The Weather Channel had ranked Kansas City fifth of 25 U.S. cities most likely to be affected by climate change. Scientists say more days above 90 degrees, extreme drought and heavier rains are in store for the metropolitan area.
“I flipped in my head to 2030,” said Constance, referring to the year her daughter graduates high school. “To me it was terrifying to think about the fact that we might not have much of a hopeful future.”
After an international group of scientists issued the climate report in October, Constance teamed up with the city of Roeland Park and its mayor, Michael Kelly, to rally local leaders around addressing climate change in the Kansas City area.
What started off as a one-time workshop in December for those interested in studying the problem has since transformed into the Metro KC Climate Action Coalition, which received national recognition this month as it prepares to host a Climate Action Summit it hopes will draw up to 1,000 people in September.
The city has earned $10,000 to put toward the coalition, made up of dozens of members from local municipalities, nonprofits and utility companies from both side of the state line.
The group’s mission is not just about finding ways to slow the almost-certain progression of climate change. It’s about preparing for its inevitable effects — including the extreme winters and summers — that Kansas City has already begun to experience.
“The overall idea of the organization that we created last year was to empower those municipal leaders who understand the need for collective action since our climate doesn’t stop at our transitional boundaries,” said Kelly.
While Kelly said he was shocked that 130 people turned out for that first December meeting, he said it was clear that city leaders saw a need to study ways to address climate change together.
“From there, we thought wouldn’t it be great if we modeled these strategies for the region,” Kelly said.
These strategies can include planting trees or promoting urban gardens to mitigate the heat from asphalt and concrete. Municipalities could push for “green” roofs, solar panels, LED lighting and other energy efficient practices. They could help companies transition to sustainable power, like wind energy.
And the strategies include developing local climate action plans and legislative platforms to implore state and federal leaders to address the problem.
“Climate change is indisputably real and one of the most daunting challenges of our day,” U.S. Rep. Sharice Davids of Kansas’ 3rd District said in a statement. “I’m proud to see Roeland Park, in collaboration with our neighboring communities, at the forefront of the effort to create a climate safe world. I look forward to partnering with them in this endeavor.”

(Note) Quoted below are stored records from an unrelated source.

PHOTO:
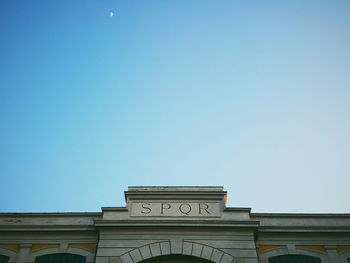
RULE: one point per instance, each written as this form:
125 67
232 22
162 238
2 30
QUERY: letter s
146 208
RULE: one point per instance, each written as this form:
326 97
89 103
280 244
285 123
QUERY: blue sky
250 95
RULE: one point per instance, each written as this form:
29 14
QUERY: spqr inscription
175 209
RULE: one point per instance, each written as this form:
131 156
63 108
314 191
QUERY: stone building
171 225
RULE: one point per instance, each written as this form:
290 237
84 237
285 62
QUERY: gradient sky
250 95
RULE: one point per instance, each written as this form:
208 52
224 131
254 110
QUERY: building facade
172 225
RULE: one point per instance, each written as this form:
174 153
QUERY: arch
55 250
176 247
264 257
9 253
60 258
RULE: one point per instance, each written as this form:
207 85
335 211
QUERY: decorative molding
89 247
320 249
36 247
12 247
180 247
263 249
343 249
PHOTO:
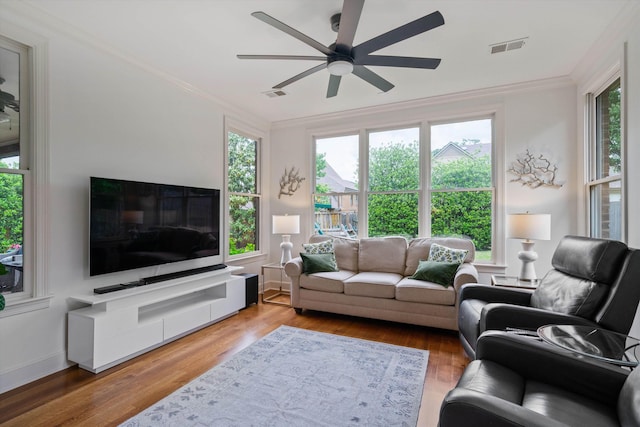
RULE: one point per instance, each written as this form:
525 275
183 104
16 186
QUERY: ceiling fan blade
301 75
370 77
403 32
349 18
301 57
334 84
292 32
399 61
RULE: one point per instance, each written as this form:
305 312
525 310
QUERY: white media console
118 326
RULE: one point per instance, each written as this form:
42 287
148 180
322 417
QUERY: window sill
25 305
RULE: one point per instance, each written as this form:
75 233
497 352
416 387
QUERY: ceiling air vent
509 45
275 93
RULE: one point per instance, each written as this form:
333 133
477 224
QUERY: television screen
139 224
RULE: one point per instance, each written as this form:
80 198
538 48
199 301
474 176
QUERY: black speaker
251 286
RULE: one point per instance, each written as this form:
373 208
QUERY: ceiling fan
342 58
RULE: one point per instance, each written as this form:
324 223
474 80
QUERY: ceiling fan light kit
340 67
342 58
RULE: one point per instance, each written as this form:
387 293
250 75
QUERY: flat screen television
140 224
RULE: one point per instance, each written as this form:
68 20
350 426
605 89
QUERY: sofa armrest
495 294
467 273
293 268
500 316
539 361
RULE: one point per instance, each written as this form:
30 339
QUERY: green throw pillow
444 254
318 263
441 273
324 247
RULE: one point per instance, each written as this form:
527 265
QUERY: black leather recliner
517 381
593 282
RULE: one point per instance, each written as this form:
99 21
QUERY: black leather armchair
593 282
517 381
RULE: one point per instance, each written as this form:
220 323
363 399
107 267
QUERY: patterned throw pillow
444 254
318 263
325 247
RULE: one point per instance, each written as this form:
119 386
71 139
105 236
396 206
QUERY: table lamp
286 225
528 227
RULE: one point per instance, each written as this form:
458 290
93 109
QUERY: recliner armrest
537 360
500 316
463 407
467 273
293 268
495 294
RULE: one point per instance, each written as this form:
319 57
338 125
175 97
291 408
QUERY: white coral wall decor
534 171
290 182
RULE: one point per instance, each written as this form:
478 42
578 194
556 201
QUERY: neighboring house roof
453 151
335 182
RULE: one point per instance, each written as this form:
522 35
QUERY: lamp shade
286 224
529 226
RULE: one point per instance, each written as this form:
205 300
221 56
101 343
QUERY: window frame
34 132
592 181
247 132
493 112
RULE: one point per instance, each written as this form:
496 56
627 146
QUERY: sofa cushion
324 247
419 248
345 250
369 284
441 273
382 254
317 263
413 290
326 282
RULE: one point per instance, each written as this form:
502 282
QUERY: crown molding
534 85
29 15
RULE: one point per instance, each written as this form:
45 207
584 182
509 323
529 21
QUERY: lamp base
286 247
528 257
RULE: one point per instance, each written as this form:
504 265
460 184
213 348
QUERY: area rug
297 377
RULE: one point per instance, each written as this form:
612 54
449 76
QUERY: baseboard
14 378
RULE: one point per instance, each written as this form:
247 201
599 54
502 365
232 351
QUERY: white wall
538 116
108 117
619 50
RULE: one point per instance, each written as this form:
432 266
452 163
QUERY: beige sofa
374 281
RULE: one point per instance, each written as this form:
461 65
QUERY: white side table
270 298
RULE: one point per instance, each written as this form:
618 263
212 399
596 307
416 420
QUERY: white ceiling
195 42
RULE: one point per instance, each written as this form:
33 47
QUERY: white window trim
36 236
595 89
491 111
241 128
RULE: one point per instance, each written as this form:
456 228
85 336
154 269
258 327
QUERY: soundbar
158 279
177 274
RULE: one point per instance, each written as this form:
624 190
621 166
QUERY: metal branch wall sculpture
534 172
290 182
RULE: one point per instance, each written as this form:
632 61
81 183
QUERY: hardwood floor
75 397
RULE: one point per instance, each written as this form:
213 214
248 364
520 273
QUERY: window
244 193
461 183
606 162
14 169
405 191
24 156
394 183
336 194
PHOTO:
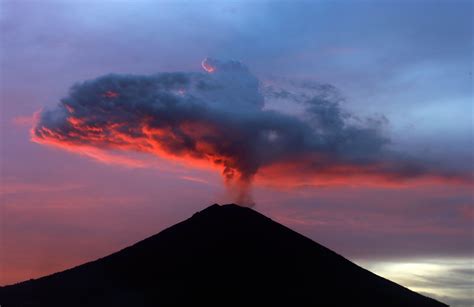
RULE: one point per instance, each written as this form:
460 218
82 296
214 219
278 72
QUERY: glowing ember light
110 94
207 66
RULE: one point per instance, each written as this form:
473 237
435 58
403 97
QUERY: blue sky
408 61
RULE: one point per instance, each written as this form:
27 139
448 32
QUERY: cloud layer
221 118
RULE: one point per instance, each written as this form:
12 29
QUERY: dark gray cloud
220 117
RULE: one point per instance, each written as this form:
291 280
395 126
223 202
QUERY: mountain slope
222 256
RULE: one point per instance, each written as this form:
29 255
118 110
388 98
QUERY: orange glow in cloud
207 66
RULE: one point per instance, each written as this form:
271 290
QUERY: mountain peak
243 256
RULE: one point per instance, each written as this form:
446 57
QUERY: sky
380 92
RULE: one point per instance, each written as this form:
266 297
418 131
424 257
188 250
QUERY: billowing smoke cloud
222 117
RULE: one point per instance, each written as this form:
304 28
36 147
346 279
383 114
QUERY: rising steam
221 117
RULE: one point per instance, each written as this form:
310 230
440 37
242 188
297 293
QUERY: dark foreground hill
221 256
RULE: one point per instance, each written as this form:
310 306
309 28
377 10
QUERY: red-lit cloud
218 120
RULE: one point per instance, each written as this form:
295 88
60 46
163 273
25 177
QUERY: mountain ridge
239 253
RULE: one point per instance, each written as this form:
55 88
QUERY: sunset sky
350 122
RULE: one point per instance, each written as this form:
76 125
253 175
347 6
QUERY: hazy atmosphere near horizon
350 122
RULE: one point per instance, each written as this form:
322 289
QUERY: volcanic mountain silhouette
221 256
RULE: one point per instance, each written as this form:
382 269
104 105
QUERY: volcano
222 256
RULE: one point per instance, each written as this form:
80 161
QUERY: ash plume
221 117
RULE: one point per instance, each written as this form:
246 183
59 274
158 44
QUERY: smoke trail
219 117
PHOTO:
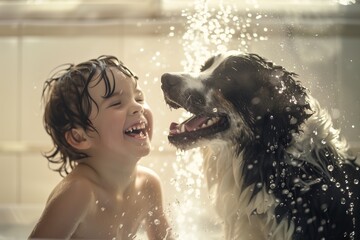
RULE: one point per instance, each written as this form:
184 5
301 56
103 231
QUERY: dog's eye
207 64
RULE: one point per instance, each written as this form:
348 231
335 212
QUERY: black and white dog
278 168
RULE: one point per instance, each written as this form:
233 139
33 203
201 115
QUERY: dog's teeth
182 129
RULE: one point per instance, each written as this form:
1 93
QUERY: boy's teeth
137 127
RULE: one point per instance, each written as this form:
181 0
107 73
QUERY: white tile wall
27 61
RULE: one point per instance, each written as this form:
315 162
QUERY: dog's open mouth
197 127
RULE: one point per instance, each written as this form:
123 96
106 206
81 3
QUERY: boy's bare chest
115 218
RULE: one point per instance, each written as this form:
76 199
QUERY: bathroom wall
324 52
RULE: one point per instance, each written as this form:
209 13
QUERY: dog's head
236 96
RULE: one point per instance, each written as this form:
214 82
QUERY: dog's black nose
170 80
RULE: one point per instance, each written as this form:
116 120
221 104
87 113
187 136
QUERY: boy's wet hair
68 104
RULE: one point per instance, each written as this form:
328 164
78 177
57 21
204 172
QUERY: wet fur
281 170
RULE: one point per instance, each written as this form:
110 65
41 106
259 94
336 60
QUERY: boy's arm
64 210
156 222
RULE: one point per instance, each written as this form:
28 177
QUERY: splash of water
212 30
209 30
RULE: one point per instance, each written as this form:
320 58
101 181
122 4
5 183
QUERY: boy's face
123 121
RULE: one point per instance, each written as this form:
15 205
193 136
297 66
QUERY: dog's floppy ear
289 112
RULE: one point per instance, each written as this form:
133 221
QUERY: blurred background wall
320 40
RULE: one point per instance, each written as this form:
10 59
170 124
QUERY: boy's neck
112 178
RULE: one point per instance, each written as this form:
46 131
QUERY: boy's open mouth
138 130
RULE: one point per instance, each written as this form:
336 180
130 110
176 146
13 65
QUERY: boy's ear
77 138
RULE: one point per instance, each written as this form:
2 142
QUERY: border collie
273 160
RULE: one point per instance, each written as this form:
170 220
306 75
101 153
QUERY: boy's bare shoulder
76 189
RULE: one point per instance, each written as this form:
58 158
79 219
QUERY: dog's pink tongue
190 125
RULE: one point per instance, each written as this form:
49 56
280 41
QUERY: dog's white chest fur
244 217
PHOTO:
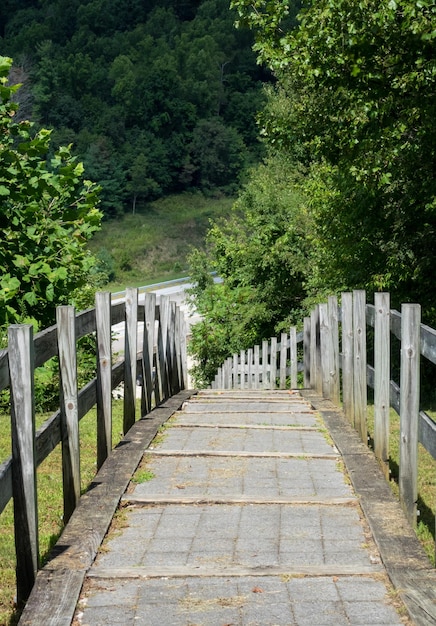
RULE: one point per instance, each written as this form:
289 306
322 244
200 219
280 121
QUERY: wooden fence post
130 352
347 355
178 347
283 360
256 367
147 351
163 349
242 369
409 408
21 371
313 352
334 387
293 357
324 333
250 368
183 351
66 323
265 364
235 380
104 375
306 353
382 379
172 358
359 345
273 363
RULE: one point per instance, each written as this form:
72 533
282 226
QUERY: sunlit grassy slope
153 244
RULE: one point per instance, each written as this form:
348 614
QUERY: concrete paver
296 551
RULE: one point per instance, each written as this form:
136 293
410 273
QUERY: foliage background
157 97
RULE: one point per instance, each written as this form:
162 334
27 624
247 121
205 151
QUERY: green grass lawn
50 505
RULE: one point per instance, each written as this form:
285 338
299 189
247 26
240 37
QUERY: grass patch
50 502
153 245
426 481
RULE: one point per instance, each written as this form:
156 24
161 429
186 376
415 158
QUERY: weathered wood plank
265 365
147 351
359 365
381 379
283 359
306 353
65 316
347 355
130 349
104 376
409 408
77 547
21 366
273 363
333 323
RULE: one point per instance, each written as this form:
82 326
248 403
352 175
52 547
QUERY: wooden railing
161 361
334 362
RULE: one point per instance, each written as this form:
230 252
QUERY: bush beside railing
335 364
161 361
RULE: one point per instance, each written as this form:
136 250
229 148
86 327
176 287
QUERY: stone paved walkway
246 518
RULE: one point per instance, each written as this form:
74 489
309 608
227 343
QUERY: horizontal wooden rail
158 355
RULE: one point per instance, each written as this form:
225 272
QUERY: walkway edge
56 591
406 563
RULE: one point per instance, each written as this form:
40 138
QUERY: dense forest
346 196
336 183
155 96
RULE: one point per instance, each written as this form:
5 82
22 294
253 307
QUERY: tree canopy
48 212
352 112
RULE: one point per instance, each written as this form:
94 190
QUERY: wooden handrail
161 361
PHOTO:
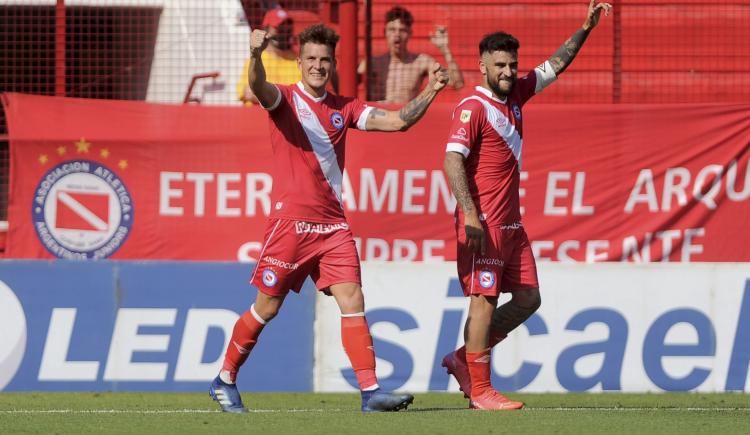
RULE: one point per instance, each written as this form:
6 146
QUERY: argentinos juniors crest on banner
82 208
625 183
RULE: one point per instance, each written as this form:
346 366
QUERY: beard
495 86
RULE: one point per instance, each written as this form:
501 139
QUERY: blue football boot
227 395
379 401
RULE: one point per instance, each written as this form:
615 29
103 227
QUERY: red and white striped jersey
308 137
489 133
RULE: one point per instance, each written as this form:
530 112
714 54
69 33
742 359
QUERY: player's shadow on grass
453 408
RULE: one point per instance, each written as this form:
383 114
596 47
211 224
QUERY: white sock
225 377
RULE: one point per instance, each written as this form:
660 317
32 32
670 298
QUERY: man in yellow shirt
279 59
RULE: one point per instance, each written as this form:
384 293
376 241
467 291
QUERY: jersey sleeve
535 81
359 111
466 127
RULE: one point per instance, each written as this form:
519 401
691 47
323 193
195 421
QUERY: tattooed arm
568 51
401 120
456 172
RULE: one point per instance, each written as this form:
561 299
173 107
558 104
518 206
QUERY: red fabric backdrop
600 182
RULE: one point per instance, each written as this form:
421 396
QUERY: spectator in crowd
396 76
279 58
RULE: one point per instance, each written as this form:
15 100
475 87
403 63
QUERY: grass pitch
434 413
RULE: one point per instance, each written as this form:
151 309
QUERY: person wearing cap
396 76
279 58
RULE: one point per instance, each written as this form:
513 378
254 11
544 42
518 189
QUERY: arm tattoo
568 51
375 113
454 168
415 108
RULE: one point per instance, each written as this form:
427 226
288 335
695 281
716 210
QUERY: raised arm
401 120
440 40
568 51
456 172
266 93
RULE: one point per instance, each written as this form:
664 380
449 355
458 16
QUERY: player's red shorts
294 250
507 264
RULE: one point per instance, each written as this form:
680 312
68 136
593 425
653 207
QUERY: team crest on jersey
337 120
486 278
303 112
269 278
460 134
517 112
82 210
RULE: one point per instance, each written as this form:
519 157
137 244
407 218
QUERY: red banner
131 180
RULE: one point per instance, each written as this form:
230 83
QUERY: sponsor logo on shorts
269 278
517 112
513 226
279 263
337 120
82 210
486 278
460 134
489 262
311 227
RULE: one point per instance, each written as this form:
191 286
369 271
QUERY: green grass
435 413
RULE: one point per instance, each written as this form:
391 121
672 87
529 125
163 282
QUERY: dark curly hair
399 13
499 41
319 34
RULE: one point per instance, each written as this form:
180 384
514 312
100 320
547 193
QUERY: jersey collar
490 95
316 99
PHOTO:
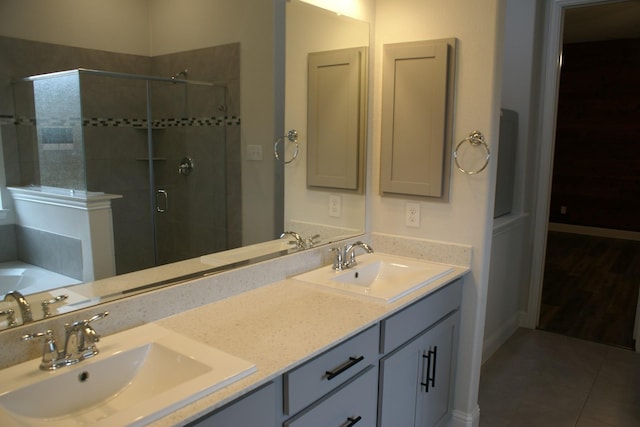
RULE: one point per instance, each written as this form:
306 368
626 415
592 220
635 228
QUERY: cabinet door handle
340 369
430 378
351 421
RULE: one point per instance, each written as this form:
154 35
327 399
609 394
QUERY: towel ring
292 136
475 138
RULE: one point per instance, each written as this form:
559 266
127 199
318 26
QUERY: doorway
589 284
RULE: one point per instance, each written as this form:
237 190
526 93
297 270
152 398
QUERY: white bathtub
29 279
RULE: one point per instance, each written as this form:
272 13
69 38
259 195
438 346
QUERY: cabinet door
415 380
258 409
438 365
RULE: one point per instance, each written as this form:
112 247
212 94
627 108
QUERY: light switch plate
334 206
412 215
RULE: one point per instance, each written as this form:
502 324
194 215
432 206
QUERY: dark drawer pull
353 421
430 378
340 369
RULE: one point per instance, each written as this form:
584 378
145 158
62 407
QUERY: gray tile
542 379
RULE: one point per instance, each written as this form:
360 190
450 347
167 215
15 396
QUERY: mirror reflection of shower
184 75
128 133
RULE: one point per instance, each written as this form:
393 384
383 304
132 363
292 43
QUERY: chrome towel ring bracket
475 139
292 136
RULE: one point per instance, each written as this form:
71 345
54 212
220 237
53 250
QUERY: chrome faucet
46 303
346 255
301 242
11 319
23 305
79 344
297 239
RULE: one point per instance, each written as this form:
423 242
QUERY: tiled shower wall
203 207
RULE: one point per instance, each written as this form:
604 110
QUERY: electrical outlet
254 152
412 215
334 206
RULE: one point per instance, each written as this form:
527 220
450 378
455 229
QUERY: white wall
467 217
114 25
511 251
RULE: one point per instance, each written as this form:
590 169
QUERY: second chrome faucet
79 344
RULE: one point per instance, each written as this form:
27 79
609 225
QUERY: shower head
184 73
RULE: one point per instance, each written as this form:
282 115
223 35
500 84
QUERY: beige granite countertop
278 327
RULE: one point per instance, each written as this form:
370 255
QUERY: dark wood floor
590 288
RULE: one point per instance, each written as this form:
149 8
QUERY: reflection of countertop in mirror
251 296
277 327
135 282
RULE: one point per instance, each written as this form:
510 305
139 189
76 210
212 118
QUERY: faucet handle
47 303
50 355
87 321
338 260
11 318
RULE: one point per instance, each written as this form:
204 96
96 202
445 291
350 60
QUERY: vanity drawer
414 319
353 403
319 376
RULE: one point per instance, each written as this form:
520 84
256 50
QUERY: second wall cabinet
417 101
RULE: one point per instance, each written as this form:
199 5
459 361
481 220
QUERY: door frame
550 82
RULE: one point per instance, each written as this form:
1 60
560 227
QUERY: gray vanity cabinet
397 373
417 370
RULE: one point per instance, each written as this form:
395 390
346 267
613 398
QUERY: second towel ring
475 138
292 136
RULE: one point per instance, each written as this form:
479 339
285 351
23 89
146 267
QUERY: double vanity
371 344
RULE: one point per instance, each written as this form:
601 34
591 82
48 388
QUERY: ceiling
610 21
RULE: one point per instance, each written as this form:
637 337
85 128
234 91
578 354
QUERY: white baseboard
497 338
465 419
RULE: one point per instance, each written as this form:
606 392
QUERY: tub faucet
23 305
346 255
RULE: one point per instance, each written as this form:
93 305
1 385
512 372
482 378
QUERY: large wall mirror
157 164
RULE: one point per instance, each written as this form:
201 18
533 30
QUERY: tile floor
541 379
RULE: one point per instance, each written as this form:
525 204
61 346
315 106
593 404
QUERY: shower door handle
162 201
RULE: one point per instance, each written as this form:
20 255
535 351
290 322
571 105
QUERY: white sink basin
380 276
139 375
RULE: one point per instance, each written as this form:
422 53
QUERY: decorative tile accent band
124 122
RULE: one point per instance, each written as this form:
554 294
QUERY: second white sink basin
138 376
380 276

One of their largest projects is the Climate Action Summit, planned for Sept. 14 at Johnson County Community College. There, elected officials, city administrators, academics, parents and students can attend panels about climate action, listen to nationally recognized speakers and participate in policy discussions.
The goal is to host 1,000 people at the event, Constance said.
“I think it’s significant just the fact that you have all of these leaders representing people from different cities, counties, school districts all these different levels of government,” Constance said. “It’s everybody working toward solutions.”
Kelly said these local partnerships are crucial, especially as state and federal politicians show inconsistent support for addressing climate change.
“It’s difficult to find a one-size-fits-all solution at the state level, but that’s why it’s really heartening to see cities across the world take the lead,” Kelly said.
The stakes are high.
“No risk from sea-level rise in this city in the middle of the country,” read the Climate Disruption Index study regarding Kansas City. “What’s in play, though, is heat in the form of urban heat islands and extreme drought. The city will see 20 more days above 90 degrees than its rural counterparts, according to Climate Central, plus more drought in the coming years.”
The study also cited increases in average annual temperatures and an uptick in major heat waves.
“While it’s alarming to see KC ranked fifth,” said Kelly, “I also know that KC is up for the challenge.”